Testifying before the House Subcommittee on Communications, Technology and the Internet, Feld said, “the FCC has failed to create the competitive market Congress directed.” The result, Feld said, is that customers for cable, satellite and telephone-provided video services still must rent their set-top boxes from those companies and can’t easily take advantage of a more competitive market for devices like digital video recorders (DVRs).
The written testimony is here.
Feld, who testified on behalf of Public Knowledge, Media Access Project and Consumers Union, said he was pleased that the FCC’s National Broadband Plan recognized the importance of a competitive set-top box market as a connection to the Internet and would help achieve the goal of universal broadband.
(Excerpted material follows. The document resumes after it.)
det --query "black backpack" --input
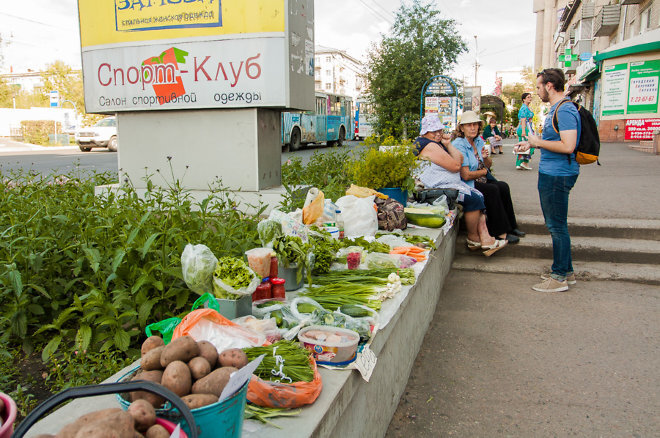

Until now, however, the FCC has produced only temporary solutions that don’t take advantage of the real capabilities of video networks and which apply only to cable and not to other carriers such as satellite or services provided by telephone companies.
The consumer groups have asked the FCC to require a “video gateway,” which would provide uniform connectivity for set-top boxes, much as the jack in a wall provides a universal connection for a telephone, Feld said.